Aujourd’hui partie intégrante de la chaine des restaurants « Flo », l’Excel comme nous disions, n’a plus tout à fait la même âme aujourd’hui. Certes, il est toujours là, après avoir été menacé de disparition à plusieurs occasions, certes il a bénéficié d’une rénovation très respectueuse (après tout de même quelques rappels à l’ordre), mais le souvenir de nos 20 ans n’y trouve plus son compte.

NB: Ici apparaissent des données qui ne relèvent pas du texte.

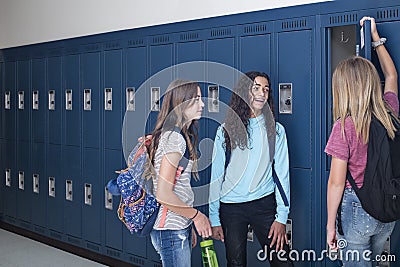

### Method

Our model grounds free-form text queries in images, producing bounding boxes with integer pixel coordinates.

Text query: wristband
[189,210,199,220]
[371,38,386,49]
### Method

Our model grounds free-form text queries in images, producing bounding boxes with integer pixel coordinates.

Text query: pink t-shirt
[325,92,399,188]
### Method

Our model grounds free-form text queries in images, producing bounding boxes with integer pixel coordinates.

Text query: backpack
[347,113,400,223]
[107,129,188,236]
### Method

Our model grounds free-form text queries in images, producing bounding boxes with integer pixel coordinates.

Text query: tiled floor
[0,229,106,267]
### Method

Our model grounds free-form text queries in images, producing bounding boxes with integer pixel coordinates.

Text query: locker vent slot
[243,24,268,33]
[128,39,144,46]
[179,32,199,41]
[151,36,169,44]
[282,19,307,29]
[50,232,62,240]
[376,8,399,19]
[48,48,62,56]
[104,41,121,50]
[83,44,100,52]
[107,249,121,258]
[66,47,79,54]
[67,237,81,245]
[129,256,144,266]
[211,28,232,37]
[86,243,100,251]
[329,14,359,24]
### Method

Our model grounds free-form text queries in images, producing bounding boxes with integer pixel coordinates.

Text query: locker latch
[65,89,72,110]
[208,85,219,112]
[65,180,72,201]
[104,187,113,210]
[104,88,112,110]
[18,171,25,190]
[32,90,39,110]
[32,173,39,194]
[279,83,293,114]
[18,91,25,110]
[4,91,11,109]
[6,169,11,187]
[150,87,160,111]
[83,89,92,110]
[49,177,56,197]
[49,90,56,110]
[126,87,135,111]
[85,184,92,206]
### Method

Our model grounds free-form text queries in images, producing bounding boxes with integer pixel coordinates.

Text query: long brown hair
[224,71,276,153]
[150,80,199,177]
[332,57,396,144]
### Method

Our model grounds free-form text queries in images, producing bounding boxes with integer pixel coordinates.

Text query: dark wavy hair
[223,71,275,153]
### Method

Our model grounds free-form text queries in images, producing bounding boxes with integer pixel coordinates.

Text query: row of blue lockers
[0,1,400,266]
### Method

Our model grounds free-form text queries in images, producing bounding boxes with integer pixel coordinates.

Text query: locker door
[16,60,32,141]
[44,144,65,233]
[81,52,102,148]
[82,148,104,244]
[47,57,65,145]
[61,146,84,238]
[145,44,174,132]
[63,55,82,146]
[31,143,46,227]
[102,50,122,149]
[275,30,314,262]
[2,62,17,140]
[122,47,148,258]
[31,59,47,143]
[103,149,122,253]
[15,141,33,225]
[239,34,271,77]
[123,47,147,158]
[2,139,18,223]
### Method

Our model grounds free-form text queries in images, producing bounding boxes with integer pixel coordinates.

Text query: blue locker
[16,141,32,225]
[101,50,123,149]
[16,60,31,141]
[82,148,104,244]
[0,62,5,139]
[31,59,47,143]
[145,44,174,132]
[2,61,17,140]
[2,139,18,219]
[47,57,65,145]
[123,47,148,158]
[122,47,150,257]
[30,143,46,227]
[239,34,272,78]
[103,149,122,251]
[79,52,102,148]
[273,30,313,168]
[61,146,84,238]
[44,144,63,233]
[60,55,82,146]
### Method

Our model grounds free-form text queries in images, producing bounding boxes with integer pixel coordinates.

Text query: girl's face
[250,76,270,117]
[183,87,204,122]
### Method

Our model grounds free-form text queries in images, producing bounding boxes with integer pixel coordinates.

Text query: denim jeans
[150,226,192,267]
[338,188,396,267]
[220,194,293,267]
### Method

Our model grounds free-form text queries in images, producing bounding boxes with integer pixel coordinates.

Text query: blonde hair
[332,57,396,144]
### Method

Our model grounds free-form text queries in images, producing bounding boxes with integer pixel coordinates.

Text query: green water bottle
[200,239,218,267]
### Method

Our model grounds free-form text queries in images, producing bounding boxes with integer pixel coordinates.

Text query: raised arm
[360,17,398,95]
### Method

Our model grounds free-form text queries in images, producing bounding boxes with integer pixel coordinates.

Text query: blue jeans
[150,226,192,267]
[338,188,396,267]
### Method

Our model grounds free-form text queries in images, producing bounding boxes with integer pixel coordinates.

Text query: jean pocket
[352,202,379,236]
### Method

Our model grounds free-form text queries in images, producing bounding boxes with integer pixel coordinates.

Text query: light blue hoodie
[209,115,290,226]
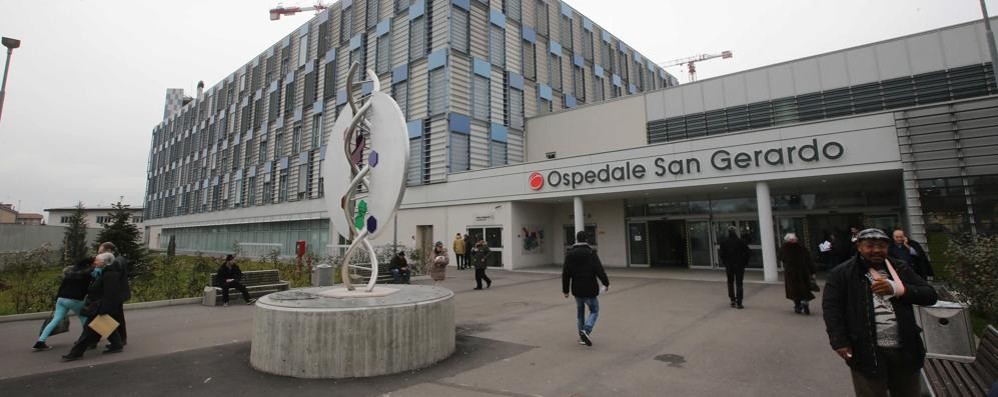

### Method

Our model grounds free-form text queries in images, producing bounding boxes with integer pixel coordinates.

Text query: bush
[946,235,998,323]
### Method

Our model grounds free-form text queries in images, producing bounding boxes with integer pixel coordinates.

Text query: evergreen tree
[94,201,145,264]
[62,202,87,265]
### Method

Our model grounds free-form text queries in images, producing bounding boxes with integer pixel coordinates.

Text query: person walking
[720,226,752,309]
[452,233,468,270]
[62,252,125,361]
[561,231,610,346]
[473,240,492,290]
[887,229,935,280]
[426,241,450,281]
[821,229,937,396]
[31,257,94,352]
[215,254,256,306]
[778,233,814,314]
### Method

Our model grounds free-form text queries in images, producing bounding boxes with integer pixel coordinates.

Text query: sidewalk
[0,268,852,396]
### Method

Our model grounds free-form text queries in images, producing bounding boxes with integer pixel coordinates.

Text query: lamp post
[0,37,21,124]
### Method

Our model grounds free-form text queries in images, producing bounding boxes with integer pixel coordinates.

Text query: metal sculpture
[322,62,409,292]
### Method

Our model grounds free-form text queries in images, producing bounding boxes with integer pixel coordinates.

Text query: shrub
[946,235,998,323]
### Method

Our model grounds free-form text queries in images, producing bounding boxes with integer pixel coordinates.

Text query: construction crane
[661,51,732,83]
[270,2,329,21]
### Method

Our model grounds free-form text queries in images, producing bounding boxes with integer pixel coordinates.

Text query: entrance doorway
[648,220,689,267]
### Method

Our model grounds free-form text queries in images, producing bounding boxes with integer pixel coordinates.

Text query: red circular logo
[528,172,544,190]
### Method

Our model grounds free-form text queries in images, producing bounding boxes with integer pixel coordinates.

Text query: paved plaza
[0,267,852,397]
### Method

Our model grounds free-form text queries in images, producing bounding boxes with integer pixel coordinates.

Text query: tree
[62,202,87,265]
[94,201,145,265]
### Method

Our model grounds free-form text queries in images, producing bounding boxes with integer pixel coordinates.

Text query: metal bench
[202,270,290,306]
[922,325,998,397]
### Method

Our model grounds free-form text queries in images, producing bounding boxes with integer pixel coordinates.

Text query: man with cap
[821,229,937,396]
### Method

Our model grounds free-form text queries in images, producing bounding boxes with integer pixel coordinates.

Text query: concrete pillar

Je vois encore la table où François Lalvée, Francis Pêcheur, Philippe Lebourg, Éric Alexandre, Pierre Éliane[1] et moi même, nous nous asseyions les après-midi pour y réinventer le monde, la poésie et la bière… quand on rentre, on passe le banc du Mareyeur, pour tourner à gauche vers la grande salle, c’est encore juste à gauche, la première table… mais aujourd’hui, tout est propre, bien rangé, si rutilant… Disparu les atmosphères enfumées, le va-et-vient incessant des serveurs et le bruit continu de voix enflammées qui n’hésitaient jamais à parler haut à chaque fois que cela était nécessaire pour une cause, un principe, un homme, une femme… Disparus mes propres amis, morts pour certain, perdus pour d’autres.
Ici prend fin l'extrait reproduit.